Automatic Mode Identification (ModeID)

../../_images/modeid_sales.png

What does ModeId do?

ModeId preforms Automatic Mode Identification on a time series of vibration measurements: the algorithm will automatically detect a number of operational modes in the time series data.

An operational mode is a time period where the data exhibits a similar structure. For a pump, different operational modes could either reflect different usages in a production process like different fluids to be pumped, on-off state, or a developing failure.

How does ModeId work?

The mode identification algorithm is an unsupervised algorithm. It works by first converting all vibration measurements from the time domain into the frequency domain and then selecting the most relevant frequency bands. After that it performs a clustering of the frequency domain data. A number of runs are conducted to find the optimal number of clusters ensuring to neither over- or under fit the model. The resulting clusters represent the operational modes.

Each data point is assigned a probability of it belonging to the assigned cluster, if the probability is very low the point is labeled as “uncertain”.

Use cases for the algorithm

  • Find operational modes (“normal”, “failure”, …).

  • Overview representations of vibration data time series.

  • Quickly investigate and classify/label large amounts of vibration data.

  • Anomaly detection by means of using the points labeled “uncertain”.

Example

The example shows the application of Automatic Mode Identification to one year of data from a heatpump (no frequency domain data in this example). The algorithm correctly detects 4 modes:

  • Never heating: occurs during summer, when no heating is required.

  • Always heating: occurs during winter, when the heatpump works constantly

  • Intermittent heating: Two modes for autumn/spring when the heatpump is heating, but not constantly.

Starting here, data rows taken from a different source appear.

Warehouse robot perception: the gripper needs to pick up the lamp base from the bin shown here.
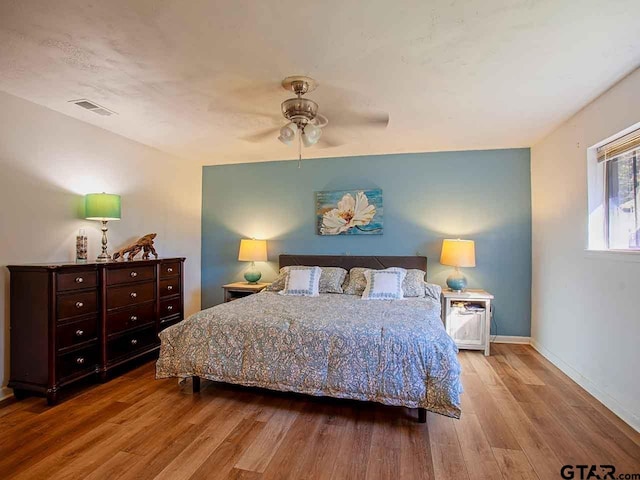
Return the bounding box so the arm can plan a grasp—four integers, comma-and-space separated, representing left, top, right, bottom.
244, 262, 262, 285
447, 267, 467, 292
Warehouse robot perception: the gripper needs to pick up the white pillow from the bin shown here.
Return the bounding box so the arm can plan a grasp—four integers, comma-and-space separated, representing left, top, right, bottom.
280, 266, 322, 297
362, 268, 407, 300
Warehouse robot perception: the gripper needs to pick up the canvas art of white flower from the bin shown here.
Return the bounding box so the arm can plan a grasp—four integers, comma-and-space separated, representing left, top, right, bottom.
316, 190, 382, 235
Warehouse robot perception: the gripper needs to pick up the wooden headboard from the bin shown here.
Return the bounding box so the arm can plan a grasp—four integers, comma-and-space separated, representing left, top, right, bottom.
279, 255, 427, 272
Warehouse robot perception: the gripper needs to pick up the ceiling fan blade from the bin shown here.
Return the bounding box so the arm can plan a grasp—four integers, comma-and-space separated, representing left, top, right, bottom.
240, 127, 280, 143
208, 102, 282, 121
316, 131, 345, 148
327, 111, 389, 128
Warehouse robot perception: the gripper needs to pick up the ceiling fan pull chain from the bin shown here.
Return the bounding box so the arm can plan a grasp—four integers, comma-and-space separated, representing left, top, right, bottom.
298, 132, 302, 168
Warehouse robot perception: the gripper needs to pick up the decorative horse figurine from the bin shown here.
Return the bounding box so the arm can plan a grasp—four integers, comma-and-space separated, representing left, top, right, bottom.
113, 233, 158, 260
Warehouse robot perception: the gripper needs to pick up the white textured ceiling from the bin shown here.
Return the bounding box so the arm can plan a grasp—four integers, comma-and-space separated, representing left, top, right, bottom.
0, 0, 640, 165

../../_images/modeid_heatpump.png

Using the algorithm via mvg

For code example see the Visual Analysis Example.

  1. Upload vibration time series data to a source, a minimum of 20 data points is required.

  2. Request an analysis for the source.

  3. Read the results(see below).

Analysis Parameters

The ModeId feature requires no parameters except the source Id (sid) feature (“ModeId”).

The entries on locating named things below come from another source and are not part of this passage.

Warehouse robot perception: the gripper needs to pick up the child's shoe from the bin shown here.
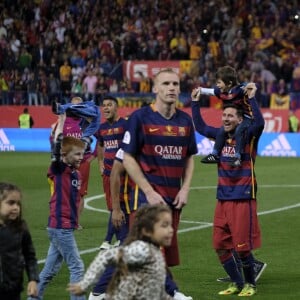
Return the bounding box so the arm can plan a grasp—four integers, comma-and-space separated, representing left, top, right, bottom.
201, 154, 220, 164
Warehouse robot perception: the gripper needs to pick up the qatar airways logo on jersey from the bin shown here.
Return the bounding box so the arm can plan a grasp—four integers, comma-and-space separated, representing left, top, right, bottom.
67, 132, 82, 139
104, 140, 119, 149
222, 146, 235, 157
71, 179, 81, 190
154, 145, 182, 160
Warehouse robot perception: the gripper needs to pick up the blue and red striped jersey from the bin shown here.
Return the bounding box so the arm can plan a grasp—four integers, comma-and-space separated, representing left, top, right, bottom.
192, 98, 264, 201
122, 105, 197, 205
47, 160, 81, 229
97, 118, 127, 176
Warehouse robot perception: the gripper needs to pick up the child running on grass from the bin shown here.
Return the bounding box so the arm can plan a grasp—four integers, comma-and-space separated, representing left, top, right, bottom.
68, 204, 173, 300
30, 113, 86, 300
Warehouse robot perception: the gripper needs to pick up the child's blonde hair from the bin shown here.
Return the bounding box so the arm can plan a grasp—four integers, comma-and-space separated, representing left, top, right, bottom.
107, 204, 172, 293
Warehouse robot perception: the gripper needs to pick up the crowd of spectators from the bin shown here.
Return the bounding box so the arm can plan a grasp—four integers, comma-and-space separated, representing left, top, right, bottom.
0, 0, 300, 107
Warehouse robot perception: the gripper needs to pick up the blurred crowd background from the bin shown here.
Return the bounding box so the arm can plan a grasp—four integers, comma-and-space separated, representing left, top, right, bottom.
0, 0, 300, 109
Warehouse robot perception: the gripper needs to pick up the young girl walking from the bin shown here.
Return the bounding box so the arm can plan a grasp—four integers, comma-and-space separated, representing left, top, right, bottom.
68, 205, 173, 300
0, 182, 39, 300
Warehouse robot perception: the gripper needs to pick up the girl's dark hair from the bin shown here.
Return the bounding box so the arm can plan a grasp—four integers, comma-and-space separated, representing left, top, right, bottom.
107, 204, 172, 294
0, 182, 24, 230
216, 66, 238, 87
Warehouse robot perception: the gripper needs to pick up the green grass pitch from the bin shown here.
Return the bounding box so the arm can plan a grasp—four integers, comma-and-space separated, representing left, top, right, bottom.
0, 152, 300, 300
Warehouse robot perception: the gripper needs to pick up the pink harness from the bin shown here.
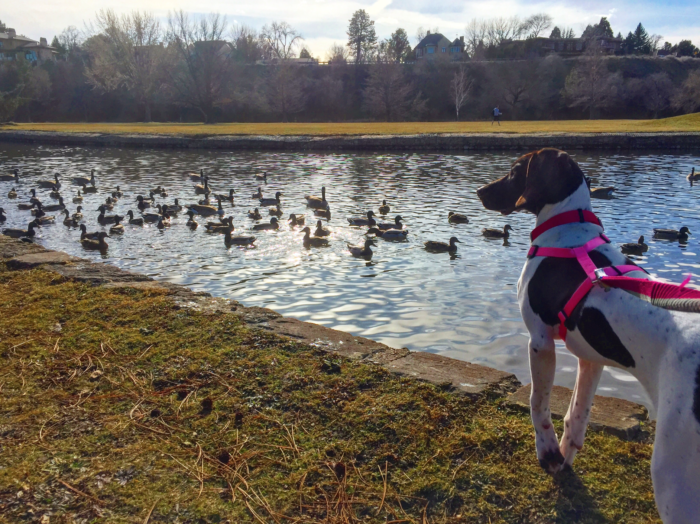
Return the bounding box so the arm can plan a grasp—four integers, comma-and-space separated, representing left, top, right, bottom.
527, 209, 700, 342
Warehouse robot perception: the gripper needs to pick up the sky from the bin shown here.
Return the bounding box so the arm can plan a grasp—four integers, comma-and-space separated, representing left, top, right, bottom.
0, 0, 700, 59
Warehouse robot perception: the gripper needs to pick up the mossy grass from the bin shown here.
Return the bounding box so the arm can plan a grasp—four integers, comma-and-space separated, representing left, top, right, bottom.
0, 113, 700, 136
0, 266, 658, 524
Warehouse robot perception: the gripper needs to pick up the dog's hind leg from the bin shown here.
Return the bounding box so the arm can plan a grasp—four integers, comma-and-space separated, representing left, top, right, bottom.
559, 359, 603, 466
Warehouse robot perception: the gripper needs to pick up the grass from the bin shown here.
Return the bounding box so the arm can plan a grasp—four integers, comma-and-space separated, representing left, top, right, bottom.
0, 266, 658, 524
0, 113, 700, 136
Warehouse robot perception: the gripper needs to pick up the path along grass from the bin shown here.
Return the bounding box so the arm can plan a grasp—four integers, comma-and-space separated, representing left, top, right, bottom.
5, 113, 700, 136
0, 265, 658, 524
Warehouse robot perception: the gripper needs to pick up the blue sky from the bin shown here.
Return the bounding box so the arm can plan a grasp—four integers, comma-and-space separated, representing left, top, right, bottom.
0, 0, 700, 58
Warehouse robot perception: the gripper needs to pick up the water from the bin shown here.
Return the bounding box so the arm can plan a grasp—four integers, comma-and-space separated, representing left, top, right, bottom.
0, 144, 700, 405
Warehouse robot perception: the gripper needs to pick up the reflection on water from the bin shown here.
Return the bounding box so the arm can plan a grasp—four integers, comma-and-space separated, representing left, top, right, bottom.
0, 144, 700, 410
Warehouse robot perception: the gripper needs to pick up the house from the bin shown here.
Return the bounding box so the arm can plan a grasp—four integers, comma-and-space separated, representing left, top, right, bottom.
415, 31, 466, 60
0, 27, 58, 62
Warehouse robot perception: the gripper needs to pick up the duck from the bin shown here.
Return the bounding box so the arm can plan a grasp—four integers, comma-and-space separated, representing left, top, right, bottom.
348, 238, 377, 258
304, 186, 329, 209
447, 211, 469, 224
260, 191, 282, 206
654, 226, 690, 240
301, 226, 328, 248
80, 231, 109, 251
481, 224, 513, 242
253, 217, 280, 231
289, 213, 306, 227
109, 216, 124, 235
314, 220, 331, 237
377, 215, 403, 231
80, 224, 100, 240
423, 237, 461, 253
126, 209, 143, 226
73, 169, 95, 187
2, 220, 41, 238
0, 169, 19, 182
348, 211, 377, 226
620, 235, 649, 255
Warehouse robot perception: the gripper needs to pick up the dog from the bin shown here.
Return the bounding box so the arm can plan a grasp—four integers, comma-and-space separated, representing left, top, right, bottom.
477, 148, 700, 524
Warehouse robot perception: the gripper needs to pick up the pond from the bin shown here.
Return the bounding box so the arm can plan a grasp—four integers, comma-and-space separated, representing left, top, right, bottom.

By default, ModeId will not require any additional, algorithmic input parameters, as it has a built in optimization function to determine the optimal parameters, most notably the number of modes.

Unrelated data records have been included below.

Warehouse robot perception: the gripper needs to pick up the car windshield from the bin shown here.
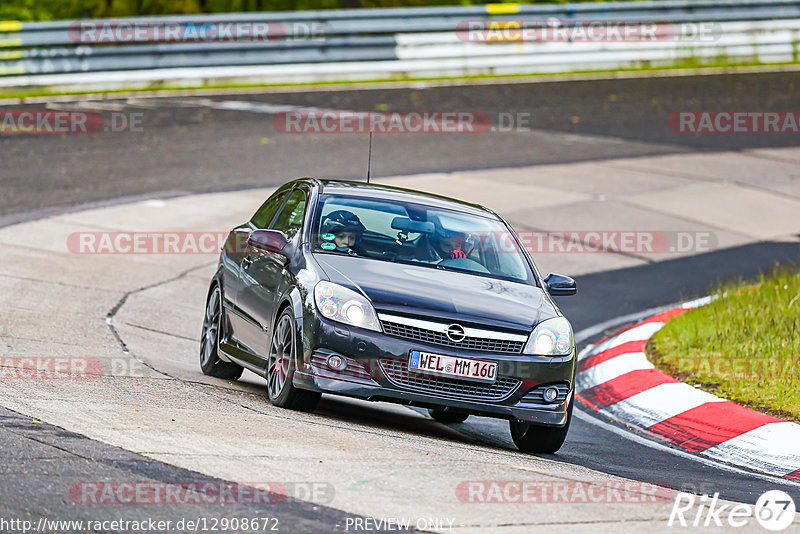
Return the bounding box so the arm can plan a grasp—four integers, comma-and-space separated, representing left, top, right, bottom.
311, 194, 533, 283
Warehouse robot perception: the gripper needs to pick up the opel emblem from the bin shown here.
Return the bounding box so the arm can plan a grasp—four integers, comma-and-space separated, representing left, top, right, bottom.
447, 324, 467, 343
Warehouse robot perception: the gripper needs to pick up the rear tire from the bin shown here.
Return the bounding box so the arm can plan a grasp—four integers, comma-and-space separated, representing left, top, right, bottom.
509, 400, 575, 454
200, 285, 244, 380
428, 408, 469, 424
267, 308, 322, 412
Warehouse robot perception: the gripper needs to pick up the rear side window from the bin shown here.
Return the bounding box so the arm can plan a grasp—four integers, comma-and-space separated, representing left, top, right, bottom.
270, 189, 306, 239
250, 192, 289, 230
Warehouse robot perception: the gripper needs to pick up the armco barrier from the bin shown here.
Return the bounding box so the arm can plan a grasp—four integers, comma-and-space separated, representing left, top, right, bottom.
0, 0, 800, 86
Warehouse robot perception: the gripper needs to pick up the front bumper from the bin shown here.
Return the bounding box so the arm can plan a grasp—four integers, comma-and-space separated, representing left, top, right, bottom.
293, 317, 575, 427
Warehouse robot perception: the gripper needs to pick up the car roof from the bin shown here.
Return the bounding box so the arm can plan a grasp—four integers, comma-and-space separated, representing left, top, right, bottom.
296, 179, 497, 218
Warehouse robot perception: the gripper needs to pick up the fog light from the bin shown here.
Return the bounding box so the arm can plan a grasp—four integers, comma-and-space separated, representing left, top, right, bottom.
328, 354, 347, 371
543, 387, 558, 402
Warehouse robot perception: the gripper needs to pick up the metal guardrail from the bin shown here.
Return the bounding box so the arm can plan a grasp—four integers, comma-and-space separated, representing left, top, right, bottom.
0, 0, 800, 85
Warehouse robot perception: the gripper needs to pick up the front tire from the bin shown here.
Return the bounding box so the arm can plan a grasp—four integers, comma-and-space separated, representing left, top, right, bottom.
200, 285, 244, 380
267, 308, 322, 412
509, 400, 575, 454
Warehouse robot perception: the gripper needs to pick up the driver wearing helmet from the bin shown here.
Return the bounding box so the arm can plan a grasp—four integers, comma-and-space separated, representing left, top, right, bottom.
320, 210, 366, 256
434, 227, 467, 263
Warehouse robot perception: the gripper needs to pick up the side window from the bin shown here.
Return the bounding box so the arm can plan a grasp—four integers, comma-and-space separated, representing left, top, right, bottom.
270, 190, 306, 239
250, 192, 288, 230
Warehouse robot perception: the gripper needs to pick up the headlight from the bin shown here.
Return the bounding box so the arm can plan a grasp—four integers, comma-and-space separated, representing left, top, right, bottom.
523, 317, 574, 356
314, 280, 381, 332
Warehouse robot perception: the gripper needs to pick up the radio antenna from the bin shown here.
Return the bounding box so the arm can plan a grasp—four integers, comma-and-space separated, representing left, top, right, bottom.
367, 130, 372, 183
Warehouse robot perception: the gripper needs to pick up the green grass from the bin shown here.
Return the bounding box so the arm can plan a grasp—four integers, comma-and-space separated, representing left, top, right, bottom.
0, 58, 800, 100
646, 267, 800, 421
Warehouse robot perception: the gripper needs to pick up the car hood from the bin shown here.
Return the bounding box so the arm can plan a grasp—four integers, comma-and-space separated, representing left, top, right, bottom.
314, 253, 558, 332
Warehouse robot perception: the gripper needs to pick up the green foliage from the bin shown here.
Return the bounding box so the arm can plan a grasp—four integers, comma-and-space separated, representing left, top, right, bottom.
647, 268, 800, 421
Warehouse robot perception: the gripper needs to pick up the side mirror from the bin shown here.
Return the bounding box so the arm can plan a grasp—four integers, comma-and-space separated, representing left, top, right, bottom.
544, 273, 578, 297
247, 230, 288, 254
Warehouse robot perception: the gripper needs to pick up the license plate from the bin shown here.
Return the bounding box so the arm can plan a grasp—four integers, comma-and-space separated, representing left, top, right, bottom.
408, 350, 497, 382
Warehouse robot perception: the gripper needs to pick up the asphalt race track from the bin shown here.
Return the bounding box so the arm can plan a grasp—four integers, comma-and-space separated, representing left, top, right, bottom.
0, 73, 800, 532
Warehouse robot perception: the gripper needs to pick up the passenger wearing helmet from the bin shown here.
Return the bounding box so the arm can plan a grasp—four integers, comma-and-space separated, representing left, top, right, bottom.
320, 210, 366, 256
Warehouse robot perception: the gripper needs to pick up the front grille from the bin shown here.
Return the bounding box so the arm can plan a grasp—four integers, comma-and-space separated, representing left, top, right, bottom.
311, 351, 374, 382
520, 382, 569, 404
380, 359, 520, 402
381, 321, 525, 354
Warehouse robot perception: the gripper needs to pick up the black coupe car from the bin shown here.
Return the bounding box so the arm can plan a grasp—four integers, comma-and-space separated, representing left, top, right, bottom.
200, 178, 576, 452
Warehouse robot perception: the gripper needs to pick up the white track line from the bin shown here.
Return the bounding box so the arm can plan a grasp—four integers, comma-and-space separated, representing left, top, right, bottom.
574, 304, 800, 488
575, 352, 654, 393
602, 382, 724, 428
703, 421, 800, 476
573, 408, 800, 488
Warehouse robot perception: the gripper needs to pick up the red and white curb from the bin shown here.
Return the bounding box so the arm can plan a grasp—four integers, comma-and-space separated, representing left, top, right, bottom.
575, 298, 800, 480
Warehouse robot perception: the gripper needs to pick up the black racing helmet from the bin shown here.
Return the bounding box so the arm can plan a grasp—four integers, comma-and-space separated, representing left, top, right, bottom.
320, 210, 366, 235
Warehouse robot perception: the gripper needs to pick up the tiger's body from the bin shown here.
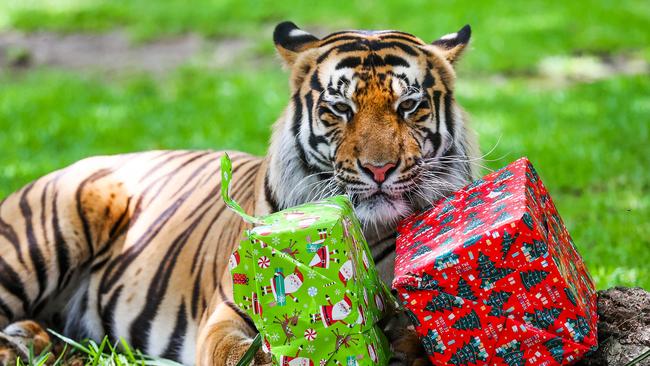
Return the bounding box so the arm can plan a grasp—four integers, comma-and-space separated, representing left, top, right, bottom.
0, 23, 477, 365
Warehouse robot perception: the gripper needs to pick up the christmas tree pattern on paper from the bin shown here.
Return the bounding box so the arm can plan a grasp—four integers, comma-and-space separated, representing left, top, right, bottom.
449, 337, 488, 365
497, 341, 526, 366
451, 309, 481, 330
524, 308, 562, 329
520, 269, 548, 292
456, 278, 477, 301
424, 291, 463, 312
422, 329, 447, 355
544, 337, 564, 363
478, 253, 513, 290
487, 291, 512, 316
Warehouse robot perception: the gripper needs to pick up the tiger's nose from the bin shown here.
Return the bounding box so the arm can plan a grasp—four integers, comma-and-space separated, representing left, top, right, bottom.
361, 163, 397, 183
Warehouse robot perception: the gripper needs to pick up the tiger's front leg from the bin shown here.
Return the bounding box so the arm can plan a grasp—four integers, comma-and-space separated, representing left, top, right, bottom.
0, 320, 51, 366
196, 301, 271, 366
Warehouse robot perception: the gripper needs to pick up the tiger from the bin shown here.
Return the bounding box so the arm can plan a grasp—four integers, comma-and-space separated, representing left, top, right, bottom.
0, 22, 479, 365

If, however, a certain number of modes is desired in the analysis result, the optimizer can be disabled and a specific number of modes (e.g 3) can be set by sending the following parameters.

{
    'optimized': False,
    'number_of_clusters': 3
}

Structure of the Results

The result returned by the analysis call will be a dictionary containing four lists: the timestamps, the label (aka operational modes), the _modeprobability and uncertain where a logical value of True indicates an uncertain assignment to the mode, which could be an indication of an anomaly.

{
    'timestamps': [... list of timestamps ...],
    'label': [... list labels (=mode numbers)...],
    'uncertain': [... list of booleans indicating uncertain modes...]
    'mode_probability': [... list mode probabilities for each timestamps...]
}

In addition, the results returned by the analysis include an additional dictionary with the “Emerging Modes”. “Emerging Modes” is an additional result output that describes the first appearance of each mode. The dictionary contains four lists: the modes, the _emergingtime corresponding to the epoch of first appearance of each mode , the _max_probtime corresponding to the epoch with the largest mode probability and _maxprobability for each mode.

{
    'modes': [... list of modes ...],
    'emerging_time': [... list timestamps for first appearance of each mode...],
    'max_prob_time': [... list timestamps with the maximum mode probability...]
    'max_probability': [... list with the maximum mode probabilities...]
}

Notes

  1. The algorithm is agnostic to the scale of the measurements, but the scale for all measurements needs to be consistent.